Gli Stati Uniti stanno anche cercando di mantenere il loro vantaggio attraverso barriere tecnologiche ed economiche. Per esempio, hanno limitato l’esportazione dei chip avanzati per impedire che le aziende e il governo cinesi li possano usare e considerano le intelligenze artificiali anche sotto un aspetto di sicurezza nazionale. Cosa che giustifica la produzione di modelli proprietari e chiusi.
La Cina, invece, ha fatto della diffusione e dell’open source (almeno parziale) una leva strategica che comprende: il rilascio di modelli che tutti, anche le aziende statunitensi, possono riusare, come DeepSeek o Qwen; l’accesso semplificato e gratuito; la cooperazione internazionale con paesi in via di sviluppo; la creazione di un ecosistema globale che ruoti intorno ai suoi modelli; l’essersi intestata uno sviluppo sostenibile delle intelligenze artificiali coerente con l’agenda 2030. Il ragionamento di Pechino più o meno suona così: se hai una posizione di svantaggio per hardware e investimenti privati, puoi comunque costruire una piattaforma di diffusione globale che metta in condizioni molti paesi di usare i tuoi modelli, rispettare i tuoi standard e, nel tempo, adottare la tua lingua tecnologica.
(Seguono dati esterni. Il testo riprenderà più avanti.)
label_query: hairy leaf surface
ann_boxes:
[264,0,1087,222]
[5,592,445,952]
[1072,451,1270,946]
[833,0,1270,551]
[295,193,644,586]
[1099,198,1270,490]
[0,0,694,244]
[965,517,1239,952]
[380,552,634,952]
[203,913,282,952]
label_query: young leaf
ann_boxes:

Uno studio della Asia society policy institute dice che la Cina sta deliberatamente utilizzando l’open source come strumento di influenza globale.
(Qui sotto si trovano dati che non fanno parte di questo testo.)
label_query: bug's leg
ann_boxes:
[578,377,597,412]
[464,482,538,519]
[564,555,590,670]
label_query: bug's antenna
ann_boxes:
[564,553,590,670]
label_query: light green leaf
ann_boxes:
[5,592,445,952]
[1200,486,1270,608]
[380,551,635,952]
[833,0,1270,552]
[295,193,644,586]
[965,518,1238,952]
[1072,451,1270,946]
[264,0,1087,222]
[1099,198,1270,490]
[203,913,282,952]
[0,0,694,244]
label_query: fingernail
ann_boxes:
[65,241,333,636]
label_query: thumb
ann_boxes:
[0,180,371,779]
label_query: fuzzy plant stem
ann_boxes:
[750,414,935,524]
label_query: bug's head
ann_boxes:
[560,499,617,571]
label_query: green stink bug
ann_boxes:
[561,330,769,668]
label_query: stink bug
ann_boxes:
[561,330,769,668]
Infatti, l’idea di offrire modelli più accessibili a costi inferiori permette di legarsi a paesi emergenti che non vogliono o non possono accedere ai modelli statunitensi chiusi. L’open source è anche un modo per aggirare le restrizioni: se gli Stati Uniti e i loro alleati chiudono l’accesso ai chip o alle tecnologie, rilasciare modelli aperti significa costruire diffusione e standard alternativi e ridurre la dipendenza dall’occidente.
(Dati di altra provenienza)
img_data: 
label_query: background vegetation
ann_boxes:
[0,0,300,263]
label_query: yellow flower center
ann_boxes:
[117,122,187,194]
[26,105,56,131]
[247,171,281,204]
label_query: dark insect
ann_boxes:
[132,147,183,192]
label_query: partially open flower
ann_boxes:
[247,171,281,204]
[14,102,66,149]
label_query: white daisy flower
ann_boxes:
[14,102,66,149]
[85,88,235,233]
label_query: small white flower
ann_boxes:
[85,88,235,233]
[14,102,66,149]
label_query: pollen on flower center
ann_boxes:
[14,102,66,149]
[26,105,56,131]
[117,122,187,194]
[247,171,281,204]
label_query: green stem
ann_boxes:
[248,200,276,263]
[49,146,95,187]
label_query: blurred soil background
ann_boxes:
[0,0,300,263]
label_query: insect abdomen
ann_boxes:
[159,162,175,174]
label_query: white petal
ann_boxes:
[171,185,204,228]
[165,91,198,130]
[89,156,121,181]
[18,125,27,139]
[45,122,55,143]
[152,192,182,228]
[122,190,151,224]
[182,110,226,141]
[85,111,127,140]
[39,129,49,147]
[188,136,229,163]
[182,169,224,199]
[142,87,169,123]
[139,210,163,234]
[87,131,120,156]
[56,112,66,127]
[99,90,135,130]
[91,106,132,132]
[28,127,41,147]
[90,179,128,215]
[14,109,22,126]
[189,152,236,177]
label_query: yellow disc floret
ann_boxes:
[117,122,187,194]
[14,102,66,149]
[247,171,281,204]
Fra le aziende, rivali tradizionali come la Alibaba e la Tencent stanno investendo insieme nelle stesse startup: Zhipu, Baichuan, Moonshot. Lo stato interviene direttamente, distribuisce i fondi, impone una regia centralizzata e garantisce l’accesso a infrastrutture dedicate, energia sovvenzionata, data center pubblici.
L’open source cinese è contemporaneamente una scelta tecnica e geopolitica: se domani un paese del sud globale volesse addestrare un modello nella propria lingua, con i propri dati, a chi si rivolgerebbe? Alla OpenAi, che impone clausole restrittive, limita l’uso commerciale, fa modifiche non controllabili al codice? O all’Alibaba, che offre il codice completo e pronto all’uso?
Eric Schmidt, ex amministratore delegato di Google, ha riassunto così il risultato di queste due strategie contrapposte: “I modelli più potenti negli Stati Uniti sono chiusi; quelli più grandi in Cina sono open source. Gli altri paesi finiranno per usare quelli cinesi”. Non perché siano necessariamente migliori, ma perché sono gratis e aperti.
Mentre la narrativa pubblica insiste sull’immagine troppo semplicistica di una guerra fredda delle intelligenze artificiali, lo scenario è molto più complesso: siamo di fronte a un duopolio asimmetrico, dove la Cina ha un modello open e strategico, gli Stati Uniti un modello chiuso e finanziarizzato. E al centro ci siamo noi: persone, governi, istituzioni, alle prese con una nuova tecnologia e con scelte da fare, senza sapere bene quale sia la strada migliore da seguire.